But when this son of yours who has squandered your property with prostitutes comes home, you kill the fattened calf for him!
- Luke 15:30
“This son of yours” … what a cry of isolation!
In the parable of the prodigal son, Jesus tells about a man who has two sons. The younger son obnoxiously asks for an early inheritance and foolishly wastes it. The older son stays home with his father, works on the family farm, and ends up isolating himself in anger.
The parable switches back and forth between referring to the men as sons (v. 11, 13, 19-21, 24-25, 30-31) and referring to them as brothers (v. 27-28, 31). Being a son of their father made them brothers to each other. One cannot be a son without being a brother. One cannot be a brother without being a son.
The older sons anger, jealousy and frustration created a fault-line that rattled all of his other relationships. He refused to acknowledge his relationship to his younger brother. As a result, his relationship with his father was strained.

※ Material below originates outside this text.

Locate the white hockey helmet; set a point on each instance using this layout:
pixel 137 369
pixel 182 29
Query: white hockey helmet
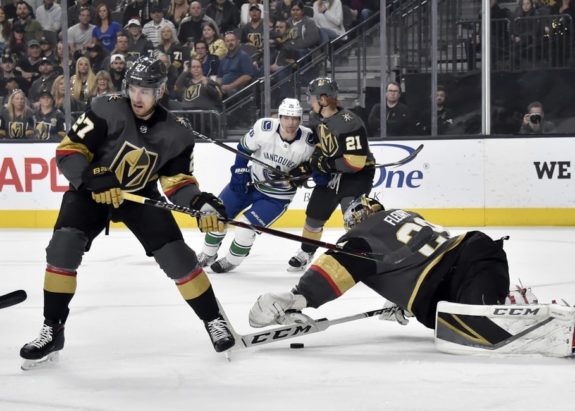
pixel 290 107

All of this has its roots in self-righteousness. The older son chose to place performance and reward as a higher priority than relationships and love. But for the intervention of his father, he would have ended up alone.
Self-righteousness always isolates us. As we look down our noses at others, we distance ourselves from them. We become less loving and less capable of receiving love. Our hearts harden and pump cold blood through cold veins. But God has so much more for us than this kind of life.
Where is self-righteousness (your own or someone else’s) threatening to isolate you? What can you do today to make a move toward someone from whom you’ve been isolated? What can you do today to make a move toward God?